With many of the stories being so short, we are left wondering: what does it mean? Why did Davis choose to make something out of such short, mundane experiences? This makes us look closer at the story with the view of deciphering exactly what it means. Meaning is a tricky thing, though. Is what we think it means what the author intended it to mean? Does it matter? I think that maybe there is no intentional or closely-contructed meaning behind many of the pieces: Davis just found something that she feels is meaningful and presents it to the reader to make what they will of it. If you know what I mean. It’s sort of like with dreams: they might not mean anything at first glance, but there’s something about them, and if you start digging and analysing, you might be able to find some sort of narrative or meaning. In a way, the more you put in, the more you’ll get out.

The eponymous story “Can’t and Won’t” gives us a better understanding of Davis’ intent:

I was recently denied a writing prize because, they said, I was lazy. What they meant by lazy was that I used too many contractions: for instance, I would not write out in full the words cannot and will not, but instead contracted them to can’t and won’t.
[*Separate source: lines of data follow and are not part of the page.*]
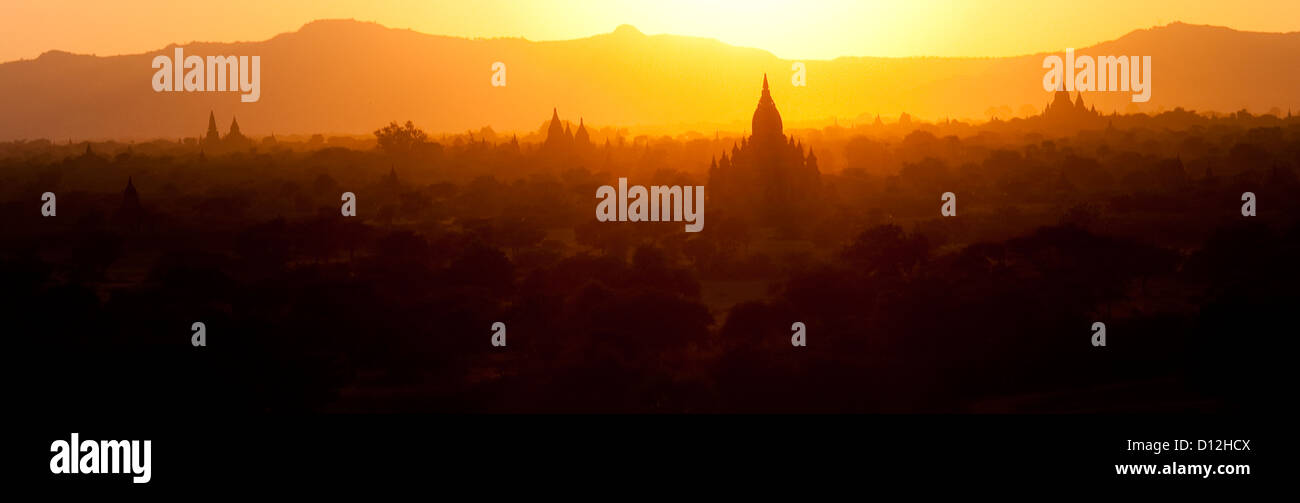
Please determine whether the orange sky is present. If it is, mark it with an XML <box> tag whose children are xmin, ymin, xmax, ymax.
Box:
<box><xmin>0</xmin><ymin>0</ymin><xmax>1300</xmax><ymax>61</ymax></box>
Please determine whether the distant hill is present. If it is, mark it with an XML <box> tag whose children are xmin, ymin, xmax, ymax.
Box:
<box><xmin>0</xmin><ymin>19</ymin><xmax>1300</xmax><ymax>140</ymax></box>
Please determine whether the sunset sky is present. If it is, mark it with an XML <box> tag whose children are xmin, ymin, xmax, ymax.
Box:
<box><xmin>0</xmin><ymin>0</ymin><xmax>1300</xmax><ymax>61</ymax></box>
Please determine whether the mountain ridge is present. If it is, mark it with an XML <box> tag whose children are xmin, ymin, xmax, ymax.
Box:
<box><xmin>0</xmin><ymin>19</ymin><xmax>1300</xmax><ymax>140</ymax></box>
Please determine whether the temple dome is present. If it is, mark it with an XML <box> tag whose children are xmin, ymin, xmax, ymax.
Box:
<box><xmin>751</xmin><ymin>74</ymin><xmax>785</xmax><ymax>144</ymax></box>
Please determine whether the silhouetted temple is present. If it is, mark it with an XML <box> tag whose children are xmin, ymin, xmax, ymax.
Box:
<box><xmin>1043</xmin><ymin>91</ymin><xmax>1101</xmax><ymax>126</ymax></box>
<box><xmin>113</xmin><ymin>177</ymin><xmax>147</xmax><ymax>230</ymax></box>
<box><xmin>709</xmin><ymin>75</ymin><xmax>822</xmax><ymax>225</ymax></box>
<box><xmin>199</xmin><ymin>112</ymin><xmax>252</xmax><ymax>151</ymax></box>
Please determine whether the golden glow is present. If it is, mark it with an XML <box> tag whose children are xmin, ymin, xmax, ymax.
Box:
<box><xmin>0</xmin><ymin>0</ymin><xmax>1300</xmax><ymax>61</ymax></box>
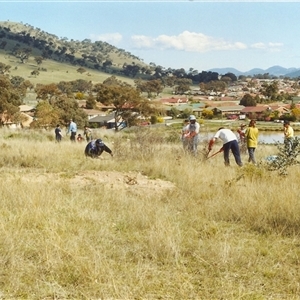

She is said to use too many contractions in her work. The criticism can be seen as a meta-criticism against the seeming laziness of flash fiction. By its nature, flash fiction is minimalist: it shows more than it tells, and hints at more than it shows. In this way it is a contraction of a traditional story; it strips away the unnecessary and leaves us with just the essentials.

There are very few exciting scenes in these fragments. All the major events have passed and we are left in the limbo of everyday life. Many stories take place in trains or cars or planes: the characters are always going to some vague destination. They are on business trips, where they eat alone in restaurants (one gets used to eating alone in restaurants). But there is joy and wonder to be found in this boredom of life: if they had not done such and such seemingly inconsequential thing, they would not have witnessed this common yet special event. What follows is the thought of all these events occurring right now that one will never see or experience. It’s what life is made of, these little moments, and they should be cherished.

But reading these ephemeral moments might leave you feeling unsatisfied. The stories can pass through your mind and leave little to no impression, and you might find yourself reading through the book too quickly because of the length of the stories. Well, that’s how it was for me anyway. More attentive readers might find much more in this book than I could. That’s not to say I didn’t enjoy it, but maybe I need to read a bit more of Davis’ stuff to begin to fully appreciate her.

Recommended for those who enjoy: short short stories, minimalism, everyday insights.